Old Thread. Needs a current answer.

The only way to Warp a texture to follow the direction of the curve is not that intuitive at first.

  1. You’ll recreate the curved side face using a Sweep1 or Sweep2, as the Isocurves MUST follow the changing curvature. If you do this right both parallel and perpendicular isocurves will ‘make sense’ on the curve.
  2. Use ‘Slash’ marks in the Sweep opttions to further control the surface UV’s perpendicularity, or it will not be tangential.
  3. Use ApplySurfaceMapping on the Side faces, adjust the scale of the texture to be correct and you will have an accurate looking GluLam or Plywood edge… or whatever. Be forewarned, you cannot JOIN the Surface back to it’s siblings, or you will lose the Surface mapping, Unwrap can get around this… but then the Texture will not flow along the UVs.
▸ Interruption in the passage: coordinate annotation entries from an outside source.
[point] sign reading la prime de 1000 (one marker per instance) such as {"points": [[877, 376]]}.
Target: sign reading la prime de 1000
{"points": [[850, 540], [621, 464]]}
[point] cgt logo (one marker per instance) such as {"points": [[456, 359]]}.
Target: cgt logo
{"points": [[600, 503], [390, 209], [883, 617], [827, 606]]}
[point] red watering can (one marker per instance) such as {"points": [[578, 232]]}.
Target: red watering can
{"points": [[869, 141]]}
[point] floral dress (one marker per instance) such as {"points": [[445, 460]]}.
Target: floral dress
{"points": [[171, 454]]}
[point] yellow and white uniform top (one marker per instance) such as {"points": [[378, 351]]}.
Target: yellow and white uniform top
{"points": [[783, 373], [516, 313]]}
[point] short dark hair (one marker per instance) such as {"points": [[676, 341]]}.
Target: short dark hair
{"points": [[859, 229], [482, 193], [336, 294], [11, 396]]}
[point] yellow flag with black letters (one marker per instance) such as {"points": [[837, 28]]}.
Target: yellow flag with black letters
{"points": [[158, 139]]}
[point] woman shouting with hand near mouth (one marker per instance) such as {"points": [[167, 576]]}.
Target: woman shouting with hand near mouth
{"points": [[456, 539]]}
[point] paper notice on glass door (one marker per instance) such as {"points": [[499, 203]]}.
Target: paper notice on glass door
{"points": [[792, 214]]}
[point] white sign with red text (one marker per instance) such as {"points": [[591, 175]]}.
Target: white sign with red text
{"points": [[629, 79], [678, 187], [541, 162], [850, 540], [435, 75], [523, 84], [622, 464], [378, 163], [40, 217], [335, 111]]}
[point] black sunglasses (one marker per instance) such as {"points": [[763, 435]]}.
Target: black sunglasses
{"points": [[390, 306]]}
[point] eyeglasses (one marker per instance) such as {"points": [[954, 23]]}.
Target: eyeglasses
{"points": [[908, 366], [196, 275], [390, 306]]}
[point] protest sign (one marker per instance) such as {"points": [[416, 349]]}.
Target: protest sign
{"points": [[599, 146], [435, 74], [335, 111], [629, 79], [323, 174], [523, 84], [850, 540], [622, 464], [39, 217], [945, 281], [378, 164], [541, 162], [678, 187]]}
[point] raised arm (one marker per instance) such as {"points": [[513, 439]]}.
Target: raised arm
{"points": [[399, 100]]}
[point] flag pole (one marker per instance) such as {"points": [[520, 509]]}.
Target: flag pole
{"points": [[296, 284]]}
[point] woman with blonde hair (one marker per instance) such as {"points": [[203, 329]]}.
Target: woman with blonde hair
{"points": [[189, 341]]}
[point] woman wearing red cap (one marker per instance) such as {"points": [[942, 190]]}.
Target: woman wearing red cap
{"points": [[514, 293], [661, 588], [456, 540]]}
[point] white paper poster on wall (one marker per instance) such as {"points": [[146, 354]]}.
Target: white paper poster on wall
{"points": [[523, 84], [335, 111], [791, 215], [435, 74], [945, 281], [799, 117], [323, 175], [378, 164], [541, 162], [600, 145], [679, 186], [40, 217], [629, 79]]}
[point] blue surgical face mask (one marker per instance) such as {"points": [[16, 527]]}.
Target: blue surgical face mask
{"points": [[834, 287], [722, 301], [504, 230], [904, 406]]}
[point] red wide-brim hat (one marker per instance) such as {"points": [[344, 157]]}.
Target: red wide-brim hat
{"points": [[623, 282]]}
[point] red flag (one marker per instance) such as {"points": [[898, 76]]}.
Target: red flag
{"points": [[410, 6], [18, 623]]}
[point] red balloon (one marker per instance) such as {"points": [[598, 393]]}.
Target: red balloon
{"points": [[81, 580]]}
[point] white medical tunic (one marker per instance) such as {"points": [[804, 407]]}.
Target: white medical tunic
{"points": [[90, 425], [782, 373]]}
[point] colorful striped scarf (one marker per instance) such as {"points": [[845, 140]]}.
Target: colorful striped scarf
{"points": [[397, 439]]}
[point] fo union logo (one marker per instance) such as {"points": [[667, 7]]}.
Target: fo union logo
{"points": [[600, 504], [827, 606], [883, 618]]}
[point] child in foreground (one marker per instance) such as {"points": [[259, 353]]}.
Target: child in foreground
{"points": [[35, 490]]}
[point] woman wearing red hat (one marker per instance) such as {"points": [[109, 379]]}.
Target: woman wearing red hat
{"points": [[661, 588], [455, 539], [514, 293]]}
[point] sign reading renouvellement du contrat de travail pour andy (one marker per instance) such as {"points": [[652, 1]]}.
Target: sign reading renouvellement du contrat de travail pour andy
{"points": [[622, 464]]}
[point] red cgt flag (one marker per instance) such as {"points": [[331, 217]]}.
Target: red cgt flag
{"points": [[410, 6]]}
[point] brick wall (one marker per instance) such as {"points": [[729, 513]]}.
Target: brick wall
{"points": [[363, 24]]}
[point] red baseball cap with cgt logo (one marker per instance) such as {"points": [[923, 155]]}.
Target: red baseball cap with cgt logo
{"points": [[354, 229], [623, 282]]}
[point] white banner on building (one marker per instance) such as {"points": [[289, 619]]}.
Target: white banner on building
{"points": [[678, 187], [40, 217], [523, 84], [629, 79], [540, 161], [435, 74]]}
The inability to re-join (and close apparent OpenGL gaps) in the now Open polysurfaces is a real downfall for Detail, closeup shots. I have not yet found a workflow that integrates perfect Wood grain with closed objects.

Actually, there is another way, but it involves ‘painting’ a custom curved texture that matches the surface being textured 1:1…and then using a simple mapping type, but it’s so time consuming as to only be useful for Game design (if you ask me.) Or for someone who lives in Photoshop / Illustrator every day.

There are a lot of tradeoffs in the Rhino texturing workflow… and everything is obscured by complexity in jargon, commands and gotchas.